The Church throughout her history has frequently found herself at odds with the State, but this was because the State did not want to bow down and submit to the authority of Jesus Christ (even if they had technically done so).
But from the first, the faithful Church has not found herself at odds with the State because of violence as such. When has there been a collision with the State because the State hunted down a deranged murderer, conducted a fair trial, and put him to death? There is not a hint of disapproval in the New Testament for this kind of thing, and a number of indications that, as far as the apostles were concerned, when it came to hunting down bad guys (who really were bad guys), all systems were go.
If Paul had done anything deserving of death, he did not resist the death penalty (Acts 25:11). He taught that when the magistrate was whacking evildoers (and not God’s saints), the magistrate was acting as a vicar of God (Rom. 13:4). John the Baptist assumed in his teaching of certain soldiers that they would be staying in the army (Luke 3:14). And Jesus, the bane of moral perfectionist-fussers everywhere, praised the centurion who had more faith than could be found in all of Israel (Matt. 8:10).
Has the Church collided with the State? Certainly. But was it because the State was violent? Rather it was because the State, when it acts as a rival to God, wants to aim that violence in the wrong direction.

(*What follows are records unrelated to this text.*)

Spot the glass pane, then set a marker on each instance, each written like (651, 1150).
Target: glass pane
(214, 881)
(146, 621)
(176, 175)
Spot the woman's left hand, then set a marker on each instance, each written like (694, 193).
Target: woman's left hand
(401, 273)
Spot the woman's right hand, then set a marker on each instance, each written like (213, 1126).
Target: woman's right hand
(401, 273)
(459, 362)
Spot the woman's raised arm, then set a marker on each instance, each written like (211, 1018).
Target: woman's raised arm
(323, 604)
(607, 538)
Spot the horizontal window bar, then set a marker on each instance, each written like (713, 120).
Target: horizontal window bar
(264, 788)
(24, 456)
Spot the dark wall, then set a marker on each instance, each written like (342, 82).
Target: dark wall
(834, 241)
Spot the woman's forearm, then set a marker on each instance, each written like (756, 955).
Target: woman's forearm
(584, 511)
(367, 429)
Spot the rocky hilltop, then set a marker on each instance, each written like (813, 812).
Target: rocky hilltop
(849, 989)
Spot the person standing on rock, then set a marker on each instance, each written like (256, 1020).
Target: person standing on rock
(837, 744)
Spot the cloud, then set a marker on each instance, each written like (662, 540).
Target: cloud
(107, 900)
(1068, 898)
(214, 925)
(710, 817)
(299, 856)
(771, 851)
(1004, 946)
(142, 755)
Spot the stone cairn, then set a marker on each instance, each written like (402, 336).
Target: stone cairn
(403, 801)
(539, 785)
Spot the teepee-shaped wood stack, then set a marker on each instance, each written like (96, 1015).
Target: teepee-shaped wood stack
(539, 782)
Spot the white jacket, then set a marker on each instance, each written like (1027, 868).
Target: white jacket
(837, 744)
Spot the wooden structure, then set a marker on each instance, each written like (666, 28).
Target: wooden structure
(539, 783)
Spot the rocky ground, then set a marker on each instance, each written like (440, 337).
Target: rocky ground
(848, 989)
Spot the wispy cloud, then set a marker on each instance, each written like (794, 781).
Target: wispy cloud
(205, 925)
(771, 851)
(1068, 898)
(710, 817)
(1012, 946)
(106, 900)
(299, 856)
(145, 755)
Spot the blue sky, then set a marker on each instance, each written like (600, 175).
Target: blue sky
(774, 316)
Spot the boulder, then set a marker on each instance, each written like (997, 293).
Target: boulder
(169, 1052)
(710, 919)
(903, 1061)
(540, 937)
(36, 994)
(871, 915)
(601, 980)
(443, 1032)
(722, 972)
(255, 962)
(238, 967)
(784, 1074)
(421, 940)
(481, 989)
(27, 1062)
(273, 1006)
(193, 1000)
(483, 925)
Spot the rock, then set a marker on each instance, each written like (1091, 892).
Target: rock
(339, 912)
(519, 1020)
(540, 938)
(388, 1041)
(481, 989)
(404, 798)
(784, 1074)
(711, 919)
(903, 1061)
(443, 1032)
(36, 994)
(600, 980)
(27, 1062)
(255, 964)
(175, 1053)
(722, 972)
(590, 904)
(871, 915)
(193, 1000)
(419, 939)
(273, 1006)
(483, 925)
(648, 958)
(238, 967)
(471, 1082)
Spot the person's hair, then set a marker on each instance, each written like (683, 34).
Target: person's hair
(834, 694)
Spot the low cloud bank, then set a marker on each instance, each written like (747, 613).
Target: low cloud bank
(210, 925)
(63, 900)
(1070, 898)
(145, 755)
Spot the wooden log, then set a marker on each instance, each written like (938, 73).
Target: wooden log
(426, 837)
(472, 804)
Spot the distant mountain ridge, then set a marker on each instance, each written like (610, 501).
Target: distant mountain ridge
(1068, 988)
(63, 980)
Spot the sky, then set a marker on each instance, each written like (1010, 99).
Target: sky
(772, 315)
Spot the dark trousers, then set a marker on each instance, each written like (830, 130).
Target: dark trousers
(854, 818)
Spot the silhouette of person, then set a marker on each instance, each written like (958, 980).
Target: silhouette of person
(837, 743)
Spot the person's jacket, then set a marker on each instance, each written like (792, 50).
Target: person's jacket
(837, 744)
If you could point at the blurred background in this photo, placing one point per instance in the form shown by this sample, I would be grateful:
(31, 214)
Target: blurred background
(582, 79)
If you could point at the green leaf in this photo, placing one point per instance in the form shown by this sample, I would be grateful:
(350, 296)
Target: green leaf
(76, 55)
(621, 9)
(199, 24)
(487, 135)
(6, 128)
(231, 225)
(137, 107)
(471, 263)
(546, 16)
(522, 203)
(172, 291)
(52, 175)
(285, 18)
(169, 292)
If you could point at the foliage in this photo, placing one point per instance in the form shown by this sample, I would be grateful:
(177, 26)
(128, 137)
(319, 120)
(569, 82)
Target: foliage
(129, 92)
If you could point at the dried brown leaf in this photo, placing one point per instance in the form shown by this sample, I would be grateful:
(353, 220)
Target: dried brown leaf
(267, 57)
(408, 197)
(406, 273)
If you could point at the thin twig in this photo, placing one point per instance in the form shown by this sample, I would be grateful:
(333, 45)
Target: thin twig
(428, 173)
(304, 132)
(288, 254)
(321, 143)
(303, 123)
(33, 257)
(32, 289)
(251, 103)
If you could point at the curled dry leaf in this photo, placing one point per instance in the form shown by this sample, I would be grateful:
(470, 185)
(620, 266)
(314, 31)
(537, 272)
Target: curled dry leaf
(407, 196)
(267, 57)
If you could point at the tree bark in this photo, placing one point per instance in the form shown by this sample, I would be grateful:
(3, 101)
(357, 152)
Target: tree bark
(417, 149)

I have said this many times and in many ways, and it is a lesson that many Christians have a hard time learning. There is no virtue or vice to be found in a transitive verb. Before we know if there is sin involved or not, we have to know the circumstances, and before all else, we have to know what the direct object is. If someone says that “Henry loves blank,” do we know the character of Henry yet? We don’t know if blank will be filled in with mom, apple pie, God, ice cream, child pornography, or Satan. And not until then will Henry’s character will be evaluated properly.
So it turns out the State was violent in its treatment of blank. Evaluate this ethically, drawing moral conclusions about the Trinitarian deficencies involved in it, and you must do so without knowing whether this violence was directed against Ted Bundy or your sainted aunt. Good luck.